The class first computes contingency matrix if it hasn't been computed already. Then it calls estimatorConstructor for each value of condition attribute. If all constructed estimators can return distribution of probabilities for all classes (usually either all or none can), the Distributions are put in a contingency, and ConditionalProbabilityEstimator_FromDistribution is constructed and returned. If constructed estimators are not capable of returning distribution of probabilities, a ConditionalProbabilityEstimator_ByRows is constructed and the estimators are stored in its estimatorList.


Concrete probability estimators and constructors

ProbabilityEstimatorConstructor_relative

Computes relative frequencies of classes, puts it into a Distribution and returns it as ProbabilityEstimator_FromDistribution.

ProbabilityEstimatorConstructor_Laplace

Uses Laplace estimation to compute probabilities from frequencies of classes.

p(c) = (Nc+1) / (N+n)

where Nc is number of occurences of an event (e.g. number of examples in class c), N is the total number of events (examples) and n is the number of different events (classes).

The resulting estimator is again of type ProbabilityEstimator_FromDistribution.

ProbabilityEstimatorConstructor_m

Attributes

m
Parameter for m-estimation
Uses m-estimation to compute probabilities from frequencies of classes.
p(c) = (Nc+m*ap(c)) / (N+m)

where Nc is number of occurences of an event (e.g. number of examples in class c), N is the total number of events (examples) and ap(c) is the apriori probability of event (class) c.

The resulting estimator is of type ProbabilityEstimator_FromDistribution.

ProbabilityEstimatorConstructor_kernel

Attributes

minImpact
A requested minimal weight of a point (default: 0.01); points with lower weights won't be taken into account
smoothing
Smoothing factor (default: 1.144)
nPoints
Number of points for the interpolating curve. If negative, say -3 (default), 3 points will be inserted between each data points.

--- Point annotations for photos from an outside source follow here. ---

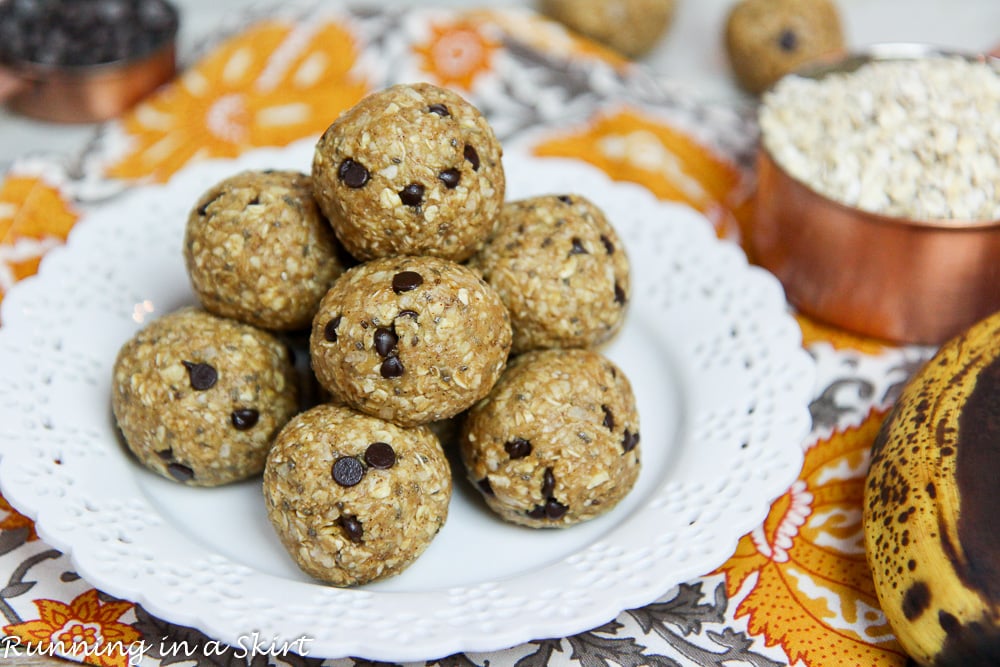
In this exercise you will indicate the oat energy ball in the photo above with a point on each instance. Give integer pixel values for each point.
(257, 249)
(631, 27)
(766, 39)
(410, 339)
(556, 442)
(560, 269)
(354, 498)
(411, 170)
(199, 398)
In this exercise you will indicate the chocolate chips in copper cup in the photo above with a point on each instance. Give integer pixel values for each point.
(70, 61)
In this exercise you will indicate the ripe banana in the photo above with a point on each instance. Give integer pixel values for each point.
(932, 505)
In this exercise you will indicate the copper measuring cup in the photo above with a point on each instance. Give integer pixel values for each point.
(85, 93)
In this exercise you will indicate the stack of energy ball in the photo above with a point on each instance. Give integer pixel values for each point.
(429, 298)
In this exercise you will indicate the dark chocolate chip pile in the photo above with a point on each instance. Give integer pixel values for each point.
(69, 33)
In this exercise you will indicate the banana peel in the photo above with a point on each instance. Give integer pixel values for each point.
(932, 505)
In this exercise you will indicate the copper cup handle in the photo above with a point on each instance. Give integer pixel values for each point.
(10, 84)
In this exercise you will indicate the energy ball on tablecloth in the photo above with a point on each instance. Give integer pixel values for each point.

Useful for continuous distributions, this constructor computes probabilities for certain number of points using Gaussian kernels. The resulting point-wise continuous distribution is stored as ContDistribution and returned in TProbabilityEstimator_FromDistribution.

The points at which probabilities are computed are determined like this. Probabilities are always computed at all points that are present in the data (i.e. the existing values of the continuous attribute). If nPoints is positive and greater than the number of existing data points, additional points are inserted between the existing points to achieve the required number of points. Approximately equal number of new points is inserted between each adjacent existing points. If nPoints is negative, -nPoints points will be inserted between each pair of data points.

ProbabilityEstimatorConstructor_loess

Attributes

windowProportion
a proportion of points in a windows
nPoints
Number of points for the interpolating curve. If negative, say -3 (default), 3 points will be inserted between each data points.

This method of probability estimation is similar to ProbabilityEstimatorConstructor_kernel. They both return a curve computed at certain number of points and the points are determined by the same procedure. They differ, however, at the method for estimating the probabilities.

To estimate probability at point x, ProbabilityEstimatorConstructor_loess examines a window containing a prescribed proportion of original data points. The window is as simetric as possible; the number of points to the left of x might differ from the number to the right, but the leftmost point is approximately as far from x as the rightmost. Let us denote the width of the windows, e.g. the distance to the farther of the two edge points, by h.

Points are weighted by bi-cubic weight function; a weight of point at x' is (1-|t|3)3, where t is (x-x')/h.

Probability at point x is then computed as weighted local regression of probabilities for points in the window.

ConditionalProbabilityEstimatorConstructor_loess

Attributes

windowProportion
a proportion of points in a windows
nPoints
Number of points for the interpolating curve. If negative, say -3 (default), 3 points will be inserted between each data points.

Constructs similar estimator as ProbabilityEstimatorConstructor_loess, except that it computes conditional probabilites. The result is of type ConditionalProbabilityEstimator_FromDistribution.